After having created information, the next step is to communicate data as information. The intention of this communication is to simplify decision-making while informing, conveying idea’s and/or convincing people. Data communication can be done through different formats: it can be presented in form of text, like in our example, but also through graphs and maps. It is common to see those formats used together to help the storytelling.
This is where the “literacy” comes into play. Data literacy is about understanding data. It is an ability that implies three different ways of thinking:
• Analytical thinking: break large and complex data sets into small understandable bite-sized chunks to make more sense out of insights and simplify decision-making. In the mentioned case, the reproduction number helps people to understand the contamination rate of the virus more easily.
• Critical thinking: form an approach based on previous knowledge, on ruling out (own) bias, and look beyond the standard solutions; In our example, we could ask ourselves whether the source is reliable, if the numbers make sense. There is a decrease of positive tests, but at the same time there is a significant decrease in the number of tests.

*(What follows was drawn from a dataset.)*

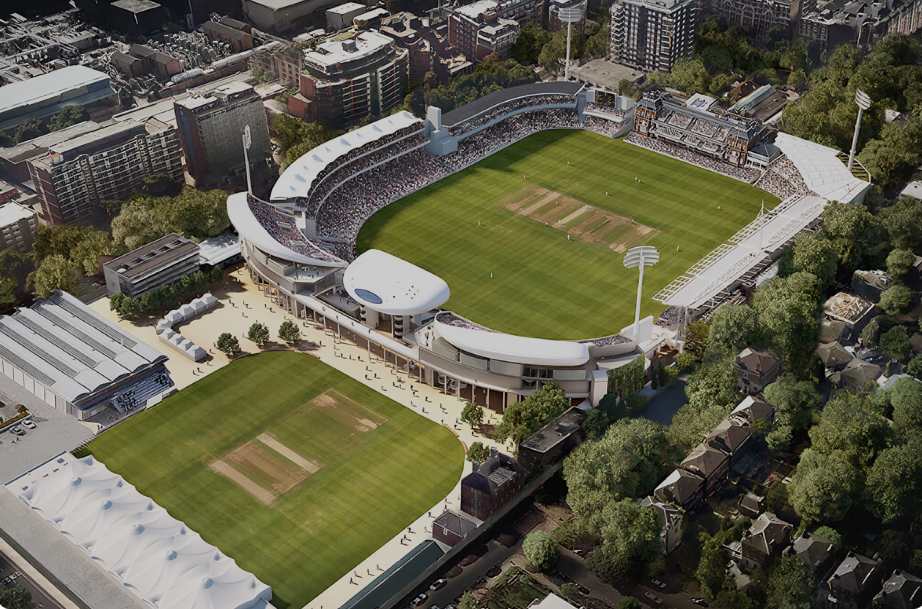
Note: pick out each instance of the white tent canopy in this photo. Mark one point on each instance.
(153, 555)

This might suggest that the number of positive cases reported might be lower than it in fact is.
• Ethical thinking: evaluating data against public regulations, but also privacy and other bias. The pandemic situation has raised many ethical questions. Can we share the names of the people tested positive with others? Imagine that the RIVM published a detailed list of the 48.186 tested positive…

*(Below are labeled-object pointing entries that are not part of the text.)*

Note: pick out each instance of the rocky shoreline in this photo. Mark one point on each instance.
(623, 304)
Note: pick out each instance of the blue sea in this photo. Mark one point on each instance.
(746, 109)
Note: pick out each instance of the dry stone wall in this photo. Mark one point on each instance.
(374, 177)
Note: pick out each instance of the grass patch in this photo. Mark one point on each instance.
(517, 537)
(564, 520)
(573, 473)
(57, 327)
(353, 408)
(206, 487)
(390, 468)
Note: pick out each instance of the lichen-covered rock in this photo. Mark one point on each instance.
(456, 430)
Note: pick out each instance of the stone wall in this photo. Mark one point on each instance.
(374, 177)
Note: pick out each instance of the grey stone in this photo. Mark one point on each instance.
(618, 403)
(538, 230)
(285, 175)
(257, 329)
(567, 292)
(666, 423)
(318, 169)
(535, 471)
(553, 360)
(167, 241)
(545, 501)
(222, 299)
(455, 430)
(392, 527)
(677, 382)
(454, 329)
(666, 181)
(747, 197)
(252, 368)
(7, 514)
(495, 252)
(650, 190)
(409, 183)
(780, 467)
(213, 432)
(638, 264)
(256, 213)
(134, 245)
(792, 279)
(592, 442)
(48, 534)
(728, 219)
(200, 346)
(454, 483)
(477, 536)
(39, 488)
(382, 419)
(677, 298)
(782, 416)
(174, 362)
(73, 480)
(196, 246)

Why is data literacy important?
The amount of data is more and more increasing. Businesses process data at every moment of the day and in very different formats. Information can be extracted from data that can help us to make decisions, act and anticipate. Next to the COVID-19 case, the most common examples are the weather forecast or sales strategies: “Using this product will reduce hair loss by 30%”. Another way of data usage seen in practice is influencing behavioural change: “If the whole world was eating fewer meats, greenhouse emissions declines would be around 70%.”.
With data widely available and more and more tools in the market that help organizations to read, process and interpret those data, the ability to create maximum value for customers and employees rises. In different researches, it has been revealed that businesses that rely on data management tools to make decisions are significantly more likely to beat their revenue goals than non-data driven companies. But to be able to draw insights, ask the right questions, take decisions and create true value from data, people need to be ‘data literate’.
Data is the new oil. Big business. Organizations need people that are able to refine data and make it valuable. Therefore people need to be able to make sense of the data, to examine correlations, to depict bias and to communicate using those data.
It’s a skill that empowers all levels of workers to ask the right questions to data, build knowledge, make decisions, and communicate meaning to others.